- Born: 8 January 1886 Tiflis, Russian Empire
- Died: 27 May 1970 (aged 84) Yerevan, Armenian SSR, USSR
- Occupation: Actress
- Years active: 1900–1963
- Employer: Sundukyan State Academic Theatre
- Spouse: David Galuzyan

= Olga Gulazyan =

Soviet–Armenian actress

Olga Gulazyan (Օլգա Նիկողայոսի Գուլազյան; 8 January 1886 – 27 May 1970) was a Soviet–Armenian actress of film and theater. Laureate of the Stalin Prize (1952) and the State Prize of the Armenian SSR (1967).

== Career ==
She was born on 8 January 1886, in Tiflis (now Tbilisi, Georgia). She graduated from the parish school of the Kharpukhi district in Tiflis.

She began her stage career at the age of 15. In 1900, she played the role of Nato in the play Another Victim by Gabriel Sundukian, receiving the author's encouragement. She began her professional career in 1901 in Petros Adamian State Drama Theatre in Tbilisi. Took part in performances at the Zubalov People's House, Araksi theater and in the Avjalyan auditorium. She later toured to Baku, New Nakhichevan, Moscow, St. Petersburg, Yerevan, Alexandropol and Shusha.

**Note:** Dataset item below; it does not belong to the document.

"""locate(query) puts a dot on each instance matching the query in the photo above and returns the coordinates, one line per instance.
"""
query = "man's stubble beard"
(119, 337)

Gulazyan's distinctive art was formed as a result of joint work with great Armenian actors: Hovhannes Abelian, Siranush, G. Petrosyan and O.Maysuryan.

In 1926, Gulazyan moved to Yerevan and became the actress of the Gabriel Sundukyan State Academic Theater.

In 1955, she was elected deputy of the Supreme Council of the Armenian SSR of the IV convocation.

She died on 27 May 1970, in Yerevan. She was buried at the Tokhmakhskoye cemetery.

== Works ==

=== Film ===

| Year | Title | Role | Notes |
|---|---|---|---|
| 1926 | Zare | Lyatif-Khanum |  |
| 1955 | Ghosts Leave the Peaks | Asmik |  |
| 1958 | The Song of First Love | Vartush, Varuzhan's mother |  |

=== Theatre ===

| Year | Title | Role | Notes |
|---|---|---|---|
| 1900 | Another victim | Nato |  |
| 1922 | Pepo | Epemia |  |
| 1924 | Tartuffe | Dorina |  |
| 1927 | Hatabala | Natalia |  |
| 1927 | Uncle Bagdasar | — |  |
| 1929 | A Profitable Position | Felisata Gerasimovna Kukushkina |  |
| 1933 | The Imaginary Invalid | Tuanet |  |
| 1936 | Namus | — |  |
| 1944 | The Cliff | — |  |
| 1946 | Without a Dowry | Kharita Ignatievna Ogudalova |  |
| 1950 | Daring | — |  |
| 1952 | Egor Bulychov and others | Ksenia |  |
| 1957 | The trees are dying standing | Grandmother |  |

== Sources ==

- Olga Gulazyan. "Memories" (1957). Yerevan.
- Bagdasaryan N. Olga Gulazyan (Collection-album about the People's Artist of the Armenian SSR) (1979). Yerevan: ATO.